Universal temperature corrections to Fermi liquid theory in an interacting electron system

TL;DR

This paper analytically derives the temperature dependence of effective mass and quasiparticle renormalization in an electron liquid with Coulomb interactions, revealing universal, dimension-specific temperature corrections and non-monotonic behavior in two dimensions.

Contribution

It provides the first analytical calculation of temperature corrections to effective mass and quasiparticle renormalization in Coulomb-interacting electron liquids in 2D and 3D, including universal coefficients.

Findings

Linear temperature correction to effective mass in 2D.

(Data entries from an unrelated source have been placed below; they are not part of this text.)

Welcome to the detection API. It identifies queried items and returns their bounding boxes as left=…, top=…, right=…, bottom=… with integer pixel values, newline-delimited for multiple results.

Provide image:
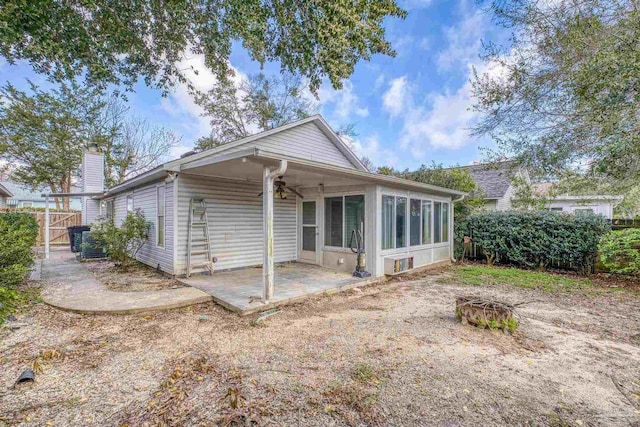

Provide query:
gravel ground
left=85, top=261, right=184, bottom=292
left=0, top=270, right=640, bottom=426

T^2 Log(1/T) correction in 3D.

Non-monotonic effective mass temperature dependence in 2D.

Abstract

We calculate analytically the effective mass and the quasiparticle renormalization factor in an electron liquid with long-range Coulomb interactions between electrons in two and three dimensions in the leading order density expansion. We concentrate on the temperature dependence of the effective mass in the limit (T/T_F)<<r_s<<1 and show that the leading temperature correction is linear in two dimensions and proportional to T^2 Log(1/T) in three dimensions (positive in both cases). We explicitly calculate the coefficients, which are shown to be universal density independent parameters of the order of unity. The singular temperature corrections are due to the singularity in the dynamic dielectric function. In two dimensions, we predict a non-monotonic effective mass temperature dependence and find that the maximum occurs at a temperature T* ~ (T_F r_s)/Log(1/r_s). We also study the quasiparticle renormalization factor in both three and two dimensions.